July 11th, 2007

iPhone, Reconsidered

Kristi and I had fun playing with them in the Apple Store today. I loved the realtime traffic maps (I live by my traffic widget on my commute); she was blown away by the whole thing.

I’ve been looking at some other phones - just to be sure, you know - I liked my Sony Ericsson T630, and there’s some nice new ones that look great and sync with the Macs in my life. It’s clear that the iPhone is head and shoulders above the rest as to the total experience. Feature-set-wise, it’s not at the bleeding edge or anything; there’s other phones that do more - but do so with much more hassle and energy expended. It’s a new device, and it’s not perfect. In particular, I wish for dialing from my computer via Bluetooth, and Microsoft Exchange email (the real thing - not this half-IMAP implementation that the iPhone has). I do have legitimate business requirements that a Blackberry would probably serve better - but that ugly interface… I just can’t get past it, not after the multitouch goodness of this phone.

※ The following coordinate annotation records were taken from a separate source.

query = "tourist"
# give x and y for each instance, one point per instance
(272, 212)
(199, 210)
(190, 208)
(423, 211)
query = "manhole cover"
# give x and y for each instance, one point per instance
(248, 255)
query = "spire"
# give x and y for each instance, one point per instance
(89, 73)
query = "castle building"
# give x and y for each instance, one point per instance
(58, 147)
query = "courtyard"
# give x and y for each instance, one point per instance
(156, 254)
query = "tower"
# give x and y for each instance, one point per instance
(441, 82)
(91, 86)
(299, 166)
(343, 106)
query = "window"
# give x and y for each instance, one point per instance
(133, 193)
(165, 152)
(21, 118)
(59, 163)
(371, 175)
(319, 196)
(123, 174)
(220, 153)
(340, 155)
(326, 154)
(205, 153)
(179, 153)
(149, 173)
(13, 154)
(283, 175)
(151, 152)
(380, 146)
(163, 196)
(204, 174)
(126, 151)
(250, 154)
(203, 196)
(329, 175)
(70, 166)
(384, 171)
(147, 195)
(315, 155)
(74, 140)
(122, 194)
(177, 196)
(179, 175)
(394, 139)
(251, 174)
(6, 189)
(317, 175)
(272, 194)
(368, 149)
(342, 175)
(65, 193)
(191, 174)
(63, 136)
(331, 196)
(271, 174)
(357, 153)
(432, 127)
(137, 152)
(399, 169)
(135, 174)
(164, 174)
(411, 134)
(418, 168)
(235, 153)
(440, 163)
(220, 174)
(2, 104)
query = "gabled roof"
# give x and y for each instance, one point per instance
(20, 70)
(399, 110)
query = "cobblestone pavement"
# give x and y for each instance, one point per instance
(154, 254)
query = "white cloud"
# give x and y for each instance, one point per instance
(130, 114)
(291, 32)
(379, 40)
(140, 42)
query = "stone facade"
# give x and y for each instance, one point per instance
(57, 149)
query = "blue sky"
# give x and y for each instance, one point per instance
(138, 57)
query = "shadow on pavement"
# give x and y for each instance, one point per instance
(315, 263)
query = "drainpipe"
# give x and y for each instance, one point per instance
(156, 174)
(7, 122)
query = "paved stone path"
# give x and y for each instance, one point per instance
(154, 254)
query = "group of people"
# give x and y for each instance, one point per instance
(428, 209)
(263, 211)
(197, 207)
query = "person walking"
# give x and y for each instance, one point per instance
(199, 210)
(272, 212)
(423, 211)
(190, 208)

These are gripes that Apple may fix with the next software update… or, never - no one knows. It’s been out long enough and used by enough people that I think it would be a reliable, productive - and fun - device to use. We’ll see.

Posted in Tools, Toys, and Geekery

Responses

Oh, good golly man - just go buy yourself an iphone! You know you are going to. Stop trying to deny the inevitable. You have my complete blessing (if you need it).

Is your wife calling you out on your own blog? Yikes.

I’m enjoying the research and discussion you are sharing on this topic.

Ever since we domesticated our food sources, we have so few ways to satisfy our hunting urges. Researching purchases and then slowly creeping up on them before the kill triggers neuropaths encoded generations ago.

And truthfully, the hunt is more fun than the kill. (This, by the way, is exactly why people, usually women, enjoy walking the malls hunting for bargains.)

Enjoy the hunt!

Jason, you hit it on the head. True, and funny.

I over-analyze tech purchases, for the most part, too. The bigger, the longer I agonize. Even when there’s few choices (such as, I need a new Mac workstation) I’ll agonize about the config or the timing. Hard to be decisive, on these things.

Commenting is not available in this section entry.